Он обалдело кричит, впервые попав в метро, ошарашенный светом, грохотом, толпой. Они едут с вокзала, как выяснилось, не к себе на Псковский, а на Герцена к тете Рахили, в длинную комнату-троллейбус, где ему предстояло жить, пока в их квартире наводили порядок после трехлетнего отсутствия хозяев. Что уж там было не так, он не знал. Не читал еще папиных писем с фронта и маминых ответов, откуда следовало, что жили у них чужие люди, сохранилась там только кое-какая мебель, а так все пришло в великое разорение. Рахиль же оставалась в Москве, у нее ничего не украли, было чисто и тепло. От круглой черной печки к форточке идет железная труба. Мама купает его в оцинкованной ванночке, предварительно оценив — локтем — температуру. А еще он запомнил восхитительный вкус солоноватого картофельного отвара. О, послевоенная еда! На первейшем месте — американская консервированная колбаса в жестяном цилиндре с принайтовленным ключиком. Ключик снабжен разрезом, в разрез вставляется конец полоски, бегущей по окружности у самого торца банки, и ты крутишь ключик, наматывая на него нежную мягонькую ленту, одновременно вдыхая выпущенный на волю мясной дух. Вот торец банки снят, и ты вытряхиваешь колбасный столбик, густо обмазанный белым жиром, на тарелку. Потом острым широким ножом отделяется шайба, кладется на толстый кусок ржаного хлеба и — со сладким-то чаем, ой, не могу больше. На втором месте — американская же тушенка. Банка такая же, но содержимое погрубее. Его лучше разогреть, перемешав с отварной картошкой. Ну, лярд большого впечатления не произвел, бабушка на нем жарила, был яичный порошок, вроде бы из него делали омлеты, а суфле, сладенькое синеватое молочко, пилось с удовольствием. Национальность этого напитка сбежала из памяти. Вот патока, заменявшая варенье, точно была нашей, советской. И еще одна вошедшая в семейную историю его фраза: «Какая вкусная картошка». Это — о впервые увиденном яблоке.

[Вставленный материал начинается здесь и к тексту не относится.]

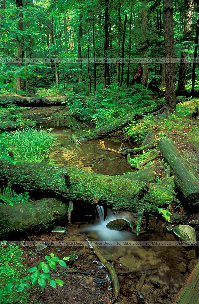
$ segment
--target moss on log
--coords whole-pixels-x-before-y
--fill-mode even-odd
[[[190,208],[199,207],[199,178],[176,145],[170,138],[162,138],[159,146],[170,165],[176,185],[185,203]]]
[[[62,219],[68,204],[56,198],[0,205],[0,237],[47,229]]]
[[[158,208],[171,203],[175,195],[167,182],[148,184],[50,165],[47,161],[13,165],[1,161],[0,174],[27,190],[41,191],[73,201],[107,206],[116,212],[137,212],[142,208],[149,214],[157,214]]]
[[[148,113],[152,113],[160,109],[164,105],[163,102],[160,101],[154,105],[146,107],[142,109],[136,109],[127,115],[118,118],[108,124],[88,132],[77,137],[81,142],[84,140],[100,139],[116,131],[121,130],[132,120],[139,119]]]

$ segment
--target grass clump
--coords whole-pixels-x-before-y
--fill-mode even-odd
[[[46,157],[57,139],[48,131],[26,127],[8,134],[7,149],[15,160],[41,161]]]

Через пару месяцев Виталика перевезли на Псковский. Он угнездился в этом мире, полном запахов:
духов мамы и — особо тонких, прохладных — очередной жены дедова брата, медицинского полковника дяди Мули, Марии Борисовны Затуловской, урожденной Монфор;
камфоры (фор-фор) — ею пахнет больное ухо, а болели уши постоянно;
котлет (о! котлеты — свежепожаренные, пышные, испускающие сок на картофельное пюре, или же холодные, плотные, стиснутые в тесной миске под крышкой — оттуда их, да на хлеб, да… Что, повторяюсь? Очень хотелось есть, вот вспоминаю, рассказываю тебе — и снова хочу, хотя только-только из-за стола);
мокрой шерсти — снег тает на шарфе;
слез — запах детских слез, запах обиды;
табака — стылый табачный дух в комнате деда;
книг — там же, у деда, — особенный запах, сам по себе, сравнить не с чем, разве с пылью;
Нюты — кисловатый, идущий от Нюты дух, страшно, по словам бабы Жени, чистоплотной, но тянуло от нее чем-то створоженным;
мокрого белья, керосинки, простого мыла…
На даче в его жизнь вплелись другие запахи — но это особая тема, отложим. Он привыкал, осваивался в тесном пространстве, полном вещей: корыта и ванночки по стенам в коридоре; мраморный самоварный столик; монументальный буфет с колоннами и зеркальными гранеными окошками; кровати с блестящими шариками (его — с деревянным барьерчиком); безразмерный книжный шкаф деда, неряшливо набитый медицинскими томами, блокнотами, тетрадями, желтоватыми бумагами; кувшин для кипяченой воды, в желтый цветочек, с треснувшей крышкой; швейная машинка, естественно, «Зингер», черно-золотая тяжелая красавица; круглый стол под шерстяной коричневой скатертью; пластмассовая коробка с пуговицами и пряжками; деревянный грибок для штопки, ножка отвинчивается; собака — в ее ватное нутро втыкали булавки и иголки. Сострадательное сердце понуждало его все это железо из собаки извлекать. А жила собака под откидной крышкой столика красного дерева, не столько даже столика, сколько большой шкатулки на высокой ноге — в ней было несколько отделений, куда складывали квитанции, рецепты, всякие прочие бумажки и мелкие предметы, но интерес представляла только ниша со своей отдельной съемной крышечкой, под которой и обитал бело-желтый пес. Виталик любил ощупывать животное и, обнаружив острый предмет, упорными движениями пальцев продвигал его к поверхности, пока наконец не вытаскивал наружу.